楓は世界に二人しかいないような気分になった。
少しして、楓の唇に柔らかいものが軽く触れると、スッと離れていった。
「ご褒美はいただいたよ」
向日葵が耳元でささやいた。それを受け、楓は向日葵の手から滑り落ち、その場にへたりこんでしまった。
そのまま、そっと唇に指を当てていた。
「あはは、何されると思ったの?」
「いや、ははは」
楓は衝撃から腰が抜けて立てなくなっていた。
何かいけないことでもされるのではと考えたが、唇を奪われただけだった。
前世も含めて、楓のファーストキッスだったため、楓としては衝撃なものの、マシな方だったのではと思った。
そして、確かに誰でも持っているものだと思っていた。
それから、向日葵から差し出された手を握ると、楓はゆっくりと立ち上がった。
地べたにへたりこんでしまった砂埃を向日葵に払ってもらうのも、されるがまま受け入れていた。
「これは、私のわがままなんだけど」
今日の向日葵にしては珍しく押し黙ると、言葉を選んでいるように視線を外した。
意を決したように顔をあげると、
「やっぱり、昨日見た時から楓ちゃんが好きみたい。付き合ってほしいな」
楓は突然のことにまたへたり込みそうになった。
自分が告白される側になるとは微塵も思っていなかった。
どう返事しようか今の楓は迷うことはなかった。
「僕でよければ」
「いいの?」
「逃したくないんでしょ?」
向日葵は何度も頷くと泣きそうになりながら楓に抱きついた。楓もすぐに抱き返した。
楓としても願ったり叶ったりだった。念願の彼女。それも、好いてくれる彼女。
朝椿に告白してほとんど間を置いていないのに、受け入れたことに尻軽と思われそうだったが、今の楓は気にしていなかった。

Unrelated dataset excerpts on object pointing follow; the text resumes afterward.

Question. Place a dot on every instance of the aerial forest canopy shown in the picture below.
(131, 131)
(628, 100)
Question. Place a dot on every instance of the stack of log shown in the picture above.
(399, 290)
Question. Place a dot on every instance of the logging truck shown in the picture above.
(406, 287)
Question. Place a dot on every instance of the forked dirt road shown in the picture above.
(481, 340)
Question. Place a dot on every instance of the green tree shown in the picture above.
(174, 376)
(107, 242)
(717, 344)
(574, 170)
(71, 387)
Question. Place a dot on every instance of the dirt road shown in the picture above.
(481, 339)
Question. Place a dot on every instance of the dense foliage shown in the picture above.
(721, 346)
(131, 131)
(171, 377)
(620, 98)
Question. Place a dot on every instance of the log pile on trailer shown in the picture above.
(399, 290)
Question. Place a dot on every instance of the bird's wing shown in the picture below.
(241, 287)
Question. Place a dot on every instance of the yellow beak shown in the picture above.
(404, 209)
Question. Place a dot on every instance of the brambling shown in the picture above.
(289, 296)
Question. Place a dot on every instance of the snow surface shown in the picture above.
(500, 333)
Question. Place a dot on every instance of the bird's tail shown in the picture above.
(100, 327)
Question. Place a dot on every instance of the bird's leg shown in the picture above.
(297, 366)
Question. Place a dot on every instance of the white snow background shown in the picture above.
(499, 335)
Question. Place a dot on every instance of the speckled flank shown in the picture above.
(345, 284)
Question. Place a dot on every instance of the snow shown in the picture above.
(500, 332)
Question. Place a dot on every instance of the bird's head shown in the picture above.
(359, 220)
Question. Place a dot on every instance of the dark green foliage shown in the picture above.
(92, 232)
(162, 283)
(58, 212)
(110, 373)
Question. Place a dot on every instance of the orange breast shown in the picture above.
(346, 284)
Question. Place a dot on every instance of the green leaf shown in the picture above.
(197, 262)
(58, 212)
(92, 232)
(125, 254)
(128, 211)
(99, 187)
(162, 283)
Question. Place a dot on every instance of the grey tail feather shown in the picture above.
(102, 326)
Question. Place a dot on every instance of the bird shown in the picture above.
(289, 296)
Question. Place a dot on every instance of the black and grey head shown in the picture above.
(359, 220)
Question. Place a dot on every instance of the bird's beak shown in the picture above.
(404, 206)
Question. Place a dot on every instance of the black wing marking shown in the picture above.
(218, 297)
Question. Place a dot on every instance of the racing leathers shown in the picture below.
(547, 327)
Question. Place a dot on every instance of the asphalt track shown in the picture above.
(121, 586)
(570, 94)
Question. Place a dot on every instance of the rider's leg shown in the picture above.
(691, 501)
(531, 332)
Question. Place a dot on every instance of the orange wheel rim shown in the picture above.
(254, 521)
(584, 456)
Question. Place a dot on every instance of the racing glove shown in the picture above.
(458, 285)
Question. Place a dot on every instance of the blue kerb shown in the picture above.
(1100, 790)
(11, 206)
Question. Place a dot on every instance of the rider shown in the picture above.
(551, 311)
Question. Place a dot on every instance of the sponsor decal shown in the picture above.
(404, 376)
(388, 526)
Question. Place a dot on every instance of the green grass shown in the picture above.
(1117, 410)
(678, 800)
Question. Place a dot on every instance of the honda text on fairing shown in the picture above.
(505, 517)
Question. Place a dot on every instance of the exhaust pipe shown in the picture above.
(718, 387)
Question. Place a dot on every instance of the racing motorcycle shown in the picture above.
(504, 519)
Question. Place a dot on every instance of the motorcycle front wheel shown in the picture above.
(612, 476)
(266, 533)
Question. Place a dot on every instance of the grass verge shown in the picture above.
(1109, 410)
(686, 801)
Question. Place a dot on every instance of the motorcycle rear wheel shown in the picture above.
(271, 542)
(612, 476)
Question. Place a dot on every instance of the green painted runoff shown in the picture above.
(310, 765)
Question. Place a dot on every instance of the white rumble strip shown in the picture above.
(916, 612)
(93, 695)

すぐに、二人は手を繋いだ。指の間に指を入れあい、硬く握る振っても簡単にはほどけないことを確認して笑いあった。
そして二人は学校を出るため、歩き出した。
「じゃ、行こっか」
「どこに?」
「内緒」
「遅くならないところだよね?」
「そもそも遅くなっても問題ないところだよ」
楓が何度聞いても向日葵は詳細を語らず笑って誤魔化すだけだった。